不知什么原因,我的祖父和父亲都是单传,也就是同辈只有一个孩子,整个家族中我们这一支,多少年来都是人丁不旺。还好,妈妈很能干,一共生了4个男孩,2个女孩。每一个孩子的到来,整个家庭都是一阵欢喜和热闹。但热闹之后,吃饭的嘴越来越多,这种欢喜的幸福越来越淡,而另一种负担的烦恼越来越重。
我出生的时候,妈妈己经42岁了。在我之前,已经有了3个哥哥,2个姐姐。我的印象中,妈妈从未有过年轻和美丽,她的一生是从中年向老年过着的。
又过了18年,我去读大学时,妈妈已经60岁了。按国家政策,工人性质的女同志都己退休10年。而妈妈不能,妈妈是一名地道的农民,她一直守在自己的田地里刨着金。
在农村,儿子结婚叫娶媳妇。想娶上媳妇,就得有套让姑娘看得上眼的房子。儿子结婚后,是要分家的,房子就属于分了家的儿子。在我最早的记忆中,父母的最大本事就是造房子。

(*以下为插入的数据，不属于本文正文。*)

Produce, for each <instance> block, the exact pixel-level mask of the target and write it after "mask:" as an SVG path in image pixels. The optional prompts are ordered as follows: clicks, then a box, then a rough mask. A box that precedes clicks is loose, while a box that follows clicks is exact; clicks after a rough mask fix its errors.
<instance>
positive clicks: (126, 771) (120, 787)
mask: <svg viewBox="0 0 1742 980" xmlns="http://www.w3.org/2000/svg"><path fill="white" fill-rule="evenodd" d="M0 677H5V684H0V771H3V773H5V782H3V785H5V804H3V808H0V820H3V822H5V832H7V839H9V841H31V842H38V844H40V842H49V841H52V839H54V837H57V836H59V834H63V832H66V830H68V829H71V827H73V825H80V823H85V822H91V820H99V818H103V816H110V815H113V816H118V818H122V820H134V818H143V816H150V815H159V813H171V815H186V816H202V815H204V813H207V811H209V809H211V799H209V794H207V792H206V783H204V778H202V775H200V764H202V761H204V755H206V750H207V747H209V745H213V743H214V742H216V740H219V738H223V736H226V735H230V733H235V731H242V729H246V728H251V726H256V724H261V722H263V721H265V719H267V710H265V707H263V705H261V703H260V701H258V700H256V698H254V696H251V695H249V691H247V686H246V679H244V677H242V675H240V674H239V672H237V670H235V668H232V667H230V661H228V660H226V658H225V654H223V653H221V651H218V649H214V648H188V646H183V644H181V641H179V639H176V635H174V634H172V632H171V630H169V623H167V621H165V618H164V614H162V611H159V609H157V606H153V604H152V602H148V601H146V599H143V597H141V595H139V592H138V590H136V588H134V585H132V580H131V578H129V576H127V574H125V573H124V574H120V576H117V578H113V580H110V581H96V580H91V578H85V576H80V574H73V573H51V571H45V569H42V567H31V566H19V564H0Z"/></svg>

老大之后老二,老二之后老三。我一直没搞懂,那时的父母怎么有那么大的造房能力。
到我拿到大学通知书的时候,父母自然大大的高兴,同时也犯了大大的难。我去的是大城市上海,学费虽不是很多,但生活费相对于农村确实是笔大支出,而且一读就是4年。在实施了3次造房、3次娶媳妇的工程后,可怕的是他们年龄也在不断的上升。此时,父母目标是坚定的,孩子的书一定要读,孩子的饭一定要吃,但很显然,他们已明显力不从心了。
清楚地记得,在我去上海上学那天,妈妈已准备好该缴的学费,一学期的生活费,还给了我一块上海牌手表和一个很好看的旅行箱。我不知道,妈妈又变了什么戏法,凑足了这样一笔“巨款”。
此后4年,我一次次从妈妈手中接过“巨款”,心情一次比一次更为沉重。每从妈妈手中接过一次,就看到妈妈的额头的沟纹又深了一分,头上可怜的黑发又少了几缕。好在,妈妈脸上的笑容总在,总是那么让我感觉不到她的不易。
再后来,我到城里工作。之前,那座城市,妈妈没想过,没到过,也没听说过。之后,妈妈嘴里经常念叨,她的邻居、她的亲戚,都也知道了那座城市,那城市中有妈妈的小儿子。
我结婚的时候,已经没有了福利分房,城里的商品房像雨后春笋一样冒了出来。但对于我,这一切却是可见而不可及、可望而不敢想。事实是,我们租住了一间民房,完成了“成家”的仪式。妈妈也参加了我的婚礼,她很高兴。但在转身回乡时,她流下了眼泪。她说,她不是不想为儿子准备一套婚房,但她已完全没有这个能力了。是我和妻子给母亲安慰:“妈妈,别急,房子会有的。”
又几年后,我拥有了一套自己的房子,也有了孩子。每逢喜事的时候,也会请妈妈来,妈妈也都很高兴。但是,妈妈却越来越老了。
妈妈把自己的田分给了她的儿子,只留下家前屋后几分地。一辈子勤劳的妈妈,在这几分地里继续着她的勤劳。每次我们回老家时,她总是把她的应时的“成果”,一袋一袋地塞进我们的后备箱。说实在的,我们不一定需要,但每次我都没有嫌多,为的是让妈妈感觉到她还能照顾着她的儿孙。
去年,妈妈生了场大病,生活勉强自理。去城里、去看她的儿孙,妈妈已再也不能。对于儿子,妈妈只有心里还些念想。现在,应该是我们对她反馈爱的时候了。在尽可能的情况下,我要多回家,虽然做不了什么,就陪妈妈坐坐,听听她的唠叨吧。
父母的爱,从我们的出生,到成长,到成家,从他们的年轻,到中年,到年老,直到爱而无力,直到仅剩下心里的那一点念想。现在想想,儿女对年迈父母的照顾,其实也是父母爱的延续,是对父母爱的报答。